Endogamy, though, had the unexpected consequence of creating, in effect, a Jewish royal family. The Rothschilds became “Kings of the Jews” as well as “the Jews of Kings.” And with kingship came kingly responsibilities, not just philanthropic, but as spokespersons for their dispersed Jewish kingdom all over Europe. Theodor Herzl offered the Rothschilds the throne of Israel if they would support Zionism.

Already, then, by the time Ferguson’s first volume ends, one can see the seeds of decay in the very factors which brought the Rothschilds their preeminence. With the improvement of state revenues, the development of deposit and joint-stock banking, and the growth of domestic capital markets, there was less demand for the financial services supplied by the “Jews of Kings.” And their dynastic principles doomed the Rothschilds to the inevitable problem faced by all family firms: lack of energetic new blood.

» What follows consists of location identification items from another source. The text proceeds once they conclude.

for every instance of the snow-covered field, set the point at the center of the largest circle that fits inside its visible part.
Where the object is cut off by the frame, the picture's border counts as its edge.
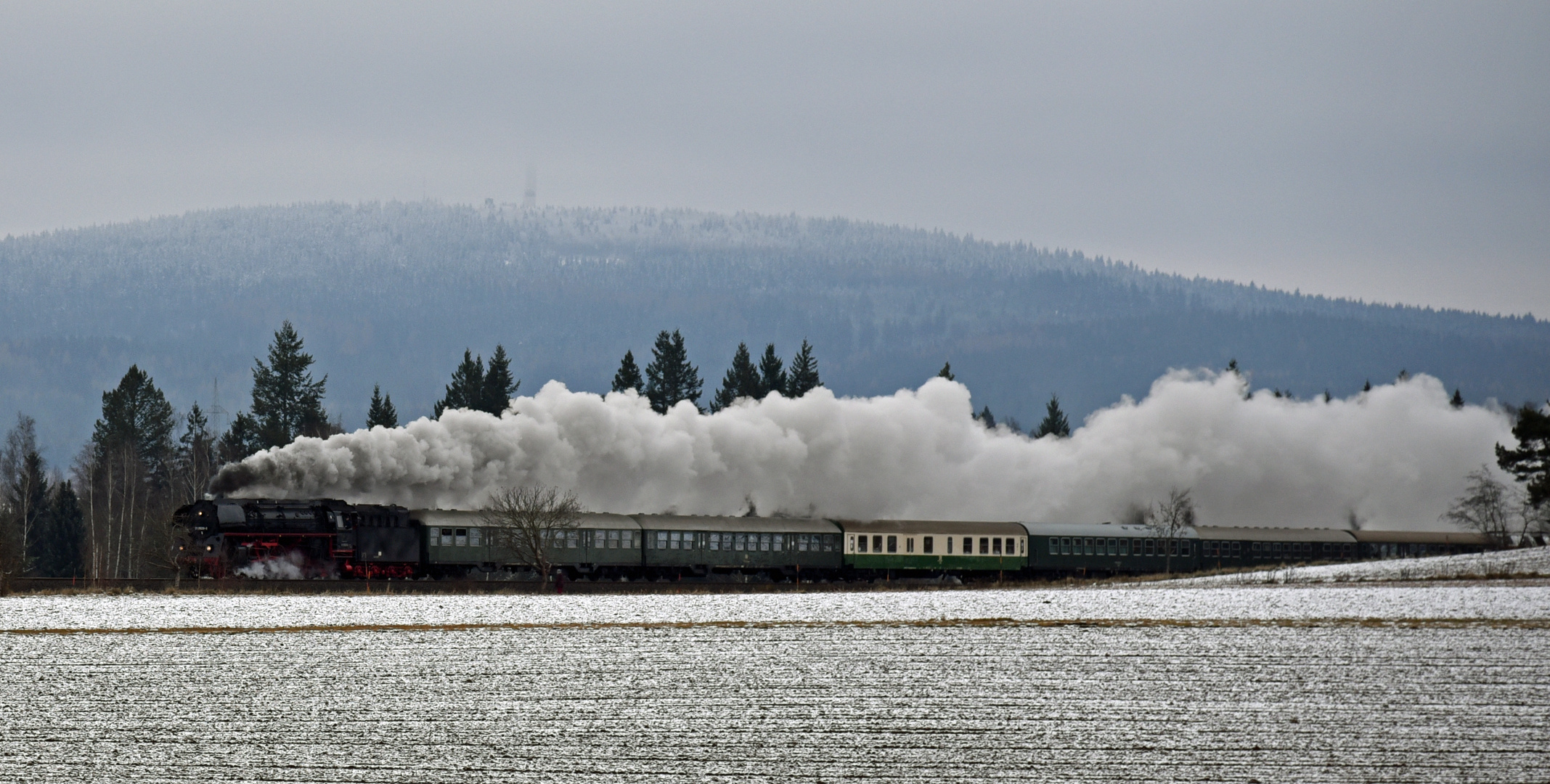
(1530, 561)
(1339, 684)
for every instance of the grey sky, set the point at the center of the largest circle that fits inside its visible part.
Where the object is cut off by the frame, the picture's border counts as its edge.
(1384, 151)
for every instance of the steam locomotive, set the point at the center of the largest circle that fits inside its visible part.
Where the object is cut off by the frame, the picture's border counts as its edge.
(327, 538)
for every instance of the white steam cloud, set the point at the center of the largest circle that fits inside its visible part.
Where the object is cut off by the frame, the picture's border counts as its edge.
(1392, 457)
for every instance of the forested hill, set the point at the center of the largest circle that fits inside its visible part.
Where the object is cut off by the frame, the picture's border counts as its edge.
(391, 293)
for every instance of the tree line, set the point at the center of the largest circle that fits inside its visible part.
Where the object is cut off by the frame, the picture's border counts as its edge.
(109, 515)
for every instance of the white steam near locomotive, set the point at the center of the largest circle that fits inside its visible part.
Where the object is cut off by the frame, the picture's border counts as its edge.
(1391, 457)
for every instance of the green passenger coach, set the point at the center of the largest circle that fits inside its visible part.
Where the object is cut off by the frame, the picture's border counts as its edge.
(460, 543)
(1109, 547)
(935, 546)
(703, 544)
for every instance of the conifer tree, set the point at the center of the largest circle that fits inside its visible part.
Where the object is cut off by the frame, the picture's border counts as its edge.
(628, 375)
(1530, 460)
(498, 383)
(136, 417)
(239, 441)
(1054, 422)
(467, 388)
(803, 374)
(196, 456)
(670, 377)
(772, 374)
(984, 417)
(382, 412)
(27, 494)
(285, 400)
(129, 471)
(62, 535)
(22, 489)
(741, 380)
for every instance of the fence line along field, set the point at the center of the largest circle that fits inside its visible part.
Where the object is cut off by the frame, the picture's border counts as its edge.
(1137, 684)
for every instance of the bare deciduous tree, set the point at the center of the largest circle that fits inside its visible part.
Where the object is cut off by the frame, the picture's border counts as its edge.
(1169, 518)
(529, 521)
(1488, 507)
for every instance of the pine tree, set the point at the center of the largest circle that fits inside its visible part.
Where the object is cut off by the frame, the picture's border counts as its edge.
(136, 417)
(498, 383)
(27, 494)
(628, 375)
(803, 374)
(984, 417)
(1530, 460)
(62, 536)
(670, 377)
(1054, 422)
(285, 400)
(131, 476)
(239, 441)
(382, 411)
(467, 388)
(772, 374)
(741, 380)
(196, 456)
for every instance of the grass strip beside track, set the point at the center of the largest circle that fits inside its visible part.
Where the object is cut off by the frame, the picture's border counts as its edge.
(1101, 624)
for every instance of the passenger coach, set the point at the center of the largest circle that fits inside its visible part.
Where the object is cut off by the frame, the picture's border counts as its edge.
(935, 546)
(1109, 549)
(699, 546)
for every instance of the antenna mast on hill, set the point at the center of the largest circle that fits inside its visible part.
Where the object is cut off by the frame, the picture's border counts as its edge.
(531, 192)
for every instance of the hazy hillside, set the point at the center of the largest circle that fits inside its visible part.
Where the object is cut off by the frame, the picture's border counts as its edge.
(393, 293)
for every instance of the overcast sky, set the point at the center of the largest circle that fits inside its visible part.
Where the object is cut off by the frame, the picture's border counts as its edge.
(1384, 151)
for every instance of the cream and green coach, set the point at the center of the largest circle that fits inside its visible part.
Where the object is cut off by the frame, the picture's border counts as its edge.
(935, 546)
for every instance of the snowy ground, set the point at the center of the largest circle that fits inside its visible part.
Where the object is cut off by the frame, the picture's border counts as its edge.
(1338, 684)
(1530, 561)
(1143, 602)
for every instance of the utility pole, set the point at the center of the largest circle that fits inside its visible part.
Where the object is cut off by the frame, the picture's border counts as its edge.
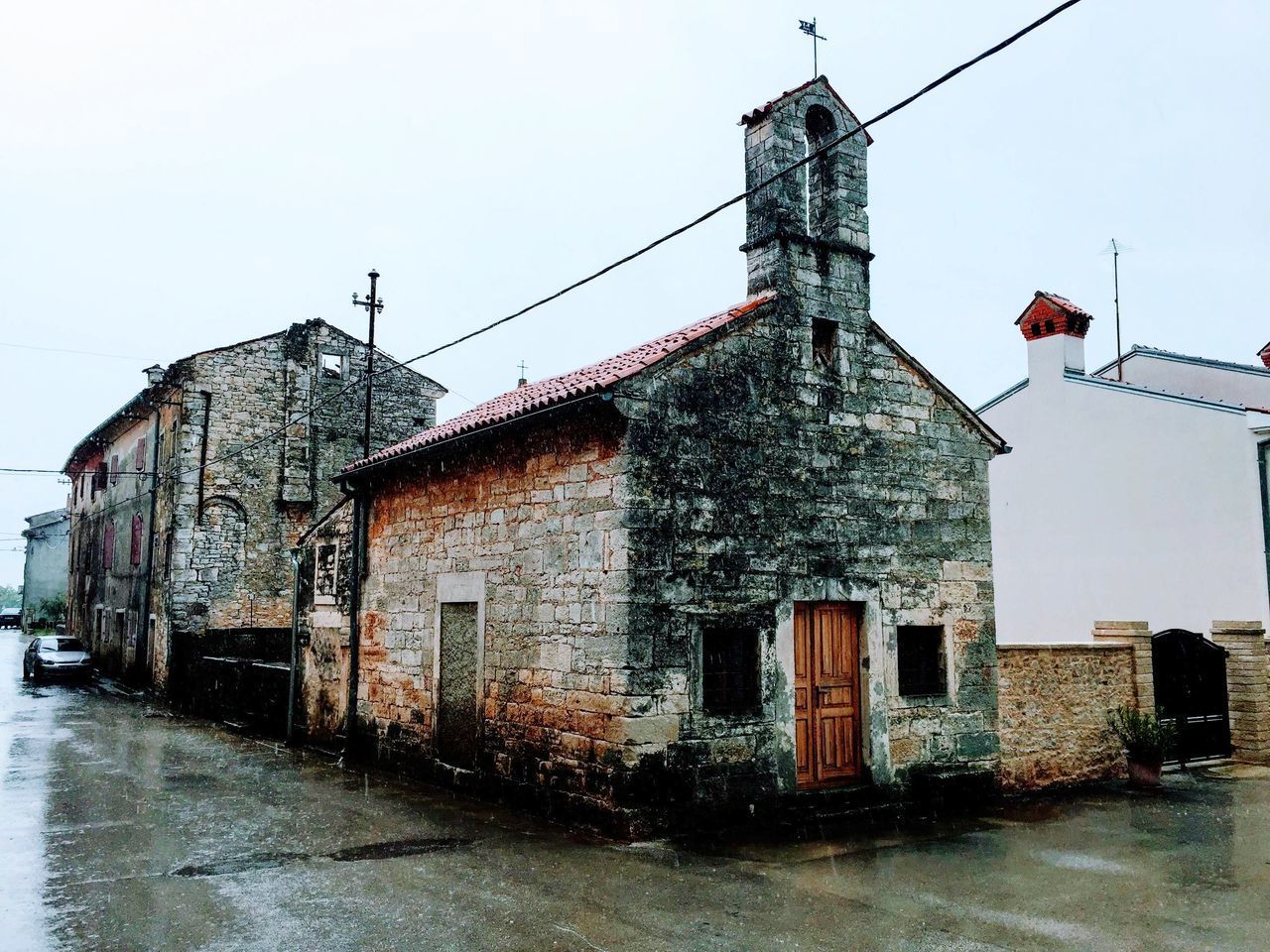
(1115, 272)
(373, 304)
(810, 28)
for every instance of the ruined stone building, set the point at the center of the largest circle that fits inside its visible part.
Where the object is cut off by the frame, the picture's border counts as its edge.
(202, 553)
(744, 560)
(44, 572)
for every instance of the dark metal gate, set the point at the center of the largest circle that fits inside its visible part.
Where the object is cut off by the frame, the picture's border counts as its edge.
(1191, 693)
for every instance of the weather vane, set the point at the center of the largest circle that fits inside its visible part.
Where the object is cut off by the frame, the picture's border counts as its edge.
(810, 28)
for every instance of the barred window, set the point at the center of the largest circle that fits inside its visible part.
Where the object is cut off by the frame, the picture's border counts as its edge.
(920, 657)
(729, 670)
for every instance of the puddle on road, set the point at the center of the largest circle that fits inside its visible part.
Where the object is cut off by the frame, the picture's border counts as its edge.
(390, 849)
(243, 864)
(402, 847)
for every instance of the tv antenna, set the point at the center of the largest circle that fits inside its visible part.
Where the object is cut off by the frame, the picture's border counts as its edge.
(1114, 249)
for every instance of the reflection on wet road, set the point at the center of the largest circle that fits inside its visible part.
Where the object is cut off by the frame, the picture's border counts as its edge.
(126, 829)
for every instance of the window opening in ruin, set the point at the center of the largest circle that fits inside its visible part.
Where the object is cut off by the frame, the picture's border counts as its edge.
(920, 657)
(333, 366)
(825, 341)
(818, 175)
(324, 572)
(137, 527)
(729, 670)
(108, 544)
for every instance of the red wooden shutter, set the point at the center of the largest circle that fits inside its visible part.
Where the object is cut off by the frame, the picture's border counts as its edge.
(136, 538)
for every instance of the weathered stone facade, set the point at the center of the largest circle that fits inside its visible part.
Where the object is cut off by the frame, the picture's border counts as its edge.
(1053, 712)
(788, 454)
(44, 571)
(231, 498)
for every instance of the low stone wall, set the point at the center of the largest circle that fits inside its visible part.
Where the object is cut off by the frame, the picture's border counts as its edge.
(1053, 705)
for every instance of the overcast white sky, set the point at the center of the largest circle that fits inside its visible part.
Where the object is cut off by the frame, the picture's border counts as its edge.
(176, 177)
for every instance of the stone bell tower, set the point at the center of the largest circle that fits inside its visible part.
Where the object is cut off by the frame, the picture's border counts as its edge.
(807, 234)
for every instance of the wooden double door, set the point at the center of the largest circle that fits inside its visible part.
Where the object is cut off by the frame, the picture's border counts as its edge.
(826, 693)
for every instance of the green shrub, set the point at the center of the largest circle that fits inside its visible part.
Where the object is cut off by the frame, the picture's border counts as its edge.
(1144, 739)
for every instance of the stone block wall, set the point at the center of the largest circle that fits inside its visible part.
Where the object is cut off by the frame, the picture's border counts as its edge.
(1248, 688)
(761, 476)
(538, 520)
(1053, 705)
(227, 558)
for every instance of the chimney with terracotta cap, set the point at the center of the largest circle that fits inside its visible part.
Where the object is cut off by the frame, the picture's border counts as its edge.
(1055, 330)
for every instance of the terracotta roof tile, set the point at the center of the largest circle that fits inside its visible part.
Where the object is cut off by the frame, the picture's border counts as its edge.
(1058, 301)
(760, 112)
(544, 394)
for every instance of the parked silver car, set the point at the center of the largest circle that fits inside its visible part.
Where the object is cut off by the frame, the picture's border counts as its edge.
(56, 656)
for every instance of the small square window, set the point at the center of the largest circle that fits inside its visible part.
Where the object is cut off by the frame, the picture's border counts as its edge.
(920, 657)
(825, 340)
(729, 670)
(333, 366)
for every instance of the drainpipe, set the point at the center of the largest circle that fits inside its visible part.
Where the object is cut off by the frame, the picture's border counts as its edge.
(354, 629)
(202, 452)
(1262, 449)
(295, 647)
(144, 639)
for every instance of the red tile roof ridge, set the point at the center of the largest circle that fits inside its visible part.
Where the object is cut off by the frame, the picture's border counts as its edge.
(1058, 301)
(544, 394)
(760, 112)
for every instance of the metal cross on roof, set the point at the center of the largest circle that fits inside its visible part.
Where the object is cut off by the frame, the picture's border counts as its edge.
(810, 28)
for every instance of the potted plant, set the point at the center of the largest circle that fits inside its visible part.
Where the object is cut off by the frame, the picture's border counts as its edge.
(1146, 743)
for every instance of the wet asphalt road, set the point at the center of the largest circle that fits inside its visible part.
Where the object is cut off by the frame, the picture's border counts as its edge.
(126, 829)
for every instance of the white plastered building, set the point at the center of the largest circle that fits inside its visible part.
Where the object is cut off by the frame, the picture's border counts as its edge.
(1130, 493)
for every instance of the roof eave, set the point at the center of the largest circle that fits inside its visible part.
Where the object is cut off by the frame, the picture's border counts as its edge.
(994, 439)
(365, 466)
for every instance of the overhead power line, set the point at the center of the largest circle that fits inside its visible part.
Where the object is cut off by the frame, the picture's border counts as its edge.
(67, 350)
(626, 259)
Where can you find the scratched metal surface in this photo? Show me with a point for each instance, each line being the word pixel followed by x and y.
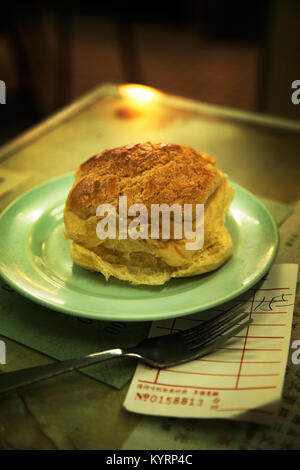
pixel 261 153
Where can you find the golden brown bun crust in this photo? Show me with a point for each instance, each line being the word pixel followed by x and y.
pixel 146 173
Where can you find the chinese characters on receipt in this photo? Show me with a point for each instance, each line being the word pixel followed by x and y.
pixel 243 379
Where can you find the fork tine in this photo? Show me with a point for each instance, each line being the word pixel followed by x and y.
pixel 213 323
pixel 210 346
pixel 202 340
pixel 223 314
pixel 217 329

How they managed, for a time, to circumvent these problems is told in Ferguson’s second volume. It shows how the Rothschilds fought off challenges such as that of the French Pereire brothers, founders of the joint stock bank Crédit Mobilier; how they diversified from court finance to investment in railways and minerals, and from Europe into Latin America, South Africa, and the Middle East; how they tried—and usually failed—to use financial leverage to stop wars and combat anti-Semitism (especially in Russia); how the family partnership system was eroded and finally ended (in 1905) by the centrifugal pulls of nationalism—and how the third and fourth generations lost their business energy, and consequently their firm’s financial leadership.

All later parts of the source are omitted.